Unicode (hexadecimal) character literals in MySQL

ChrisV picture ChrisV · Nov 23, 2010 · Viewed 7.4k times · Source

Is there a way to specify Unicode character literals in MySQL?

I want to replace a Unicode character with an Ascii character, something like the following:

Update MyTbl Set MyFld = Replace(MyFld, "ẏ", "y")

But I'm using even more obscure characters which are not available in most fonts, so I want to be able to use Unicode character literals, something like

Update MyTbl Set MyFld = Replace(MyFld, "\u1e8f", "y")

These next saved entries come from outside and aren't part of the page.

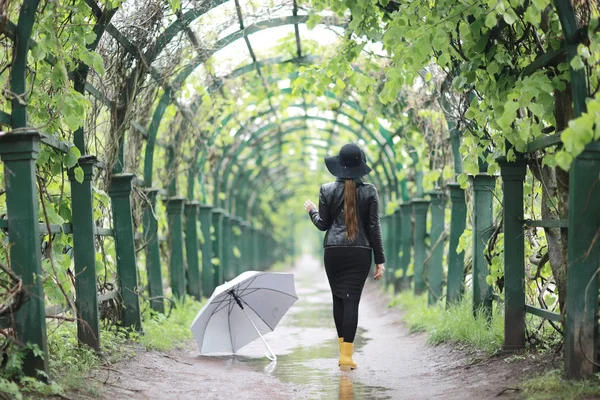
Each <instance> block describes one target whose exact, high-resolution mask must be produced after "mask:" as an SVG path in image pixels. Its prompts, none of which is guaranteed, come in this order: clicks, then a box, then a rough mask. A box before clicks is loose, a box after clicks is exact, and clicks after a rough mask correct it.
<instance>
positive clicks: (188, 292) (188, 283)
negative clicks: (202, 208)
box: [184, 201, 202, 301]
mask: <svg viewBox="0 0 600 400" xmlns="http://www.w3.org/2000/svg"><path fill="white" fill-rule="evenodd" d="M199 208H200V203H198V202H197V201H188V202H186V203H185V209H184V214H185V254H186V257H187V267H188V268H187V283H188V285H187V292H188V294H189V295H190V296H193V297H194V298H195V299H196V300H198V301H200V300H202V281H201V279H200V263H199V259H198V210H199Z"/></svg>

This SQL statement is being invoked from a PHP script - the first form is not only unreadable, but it doesn't actually work!

Answer

Pacerier picture Pacerier · Jan 26, 2015

You can specify hexadecimal literals (or even binary literals) using 0x, x'', or X'':

select  0xC2A2;
select x'C2A2';
select X'C2A2';

But be aware that the return type is a binary string, so each and every byte is considered a character. You can verify this with char_length:

select char_length(0xC2A2)

2

If you want UTF-8 strings instead, you need to use convert:

select convert(0xC2A2 using utf8mb4)

And we can see that C2 A2 is considered 1 character in UTF-8:

select char_length(convert(0xC2A2 using utf8mb4))

1


Also, you don't have to worry about invalid bytes because convert will remove them automatically:

select char_length(convert(0xC1A2 using utf8mb4))

0

As can be seen, the output is 0 because C1 A2 is an invalid UTF-8 byte sequence.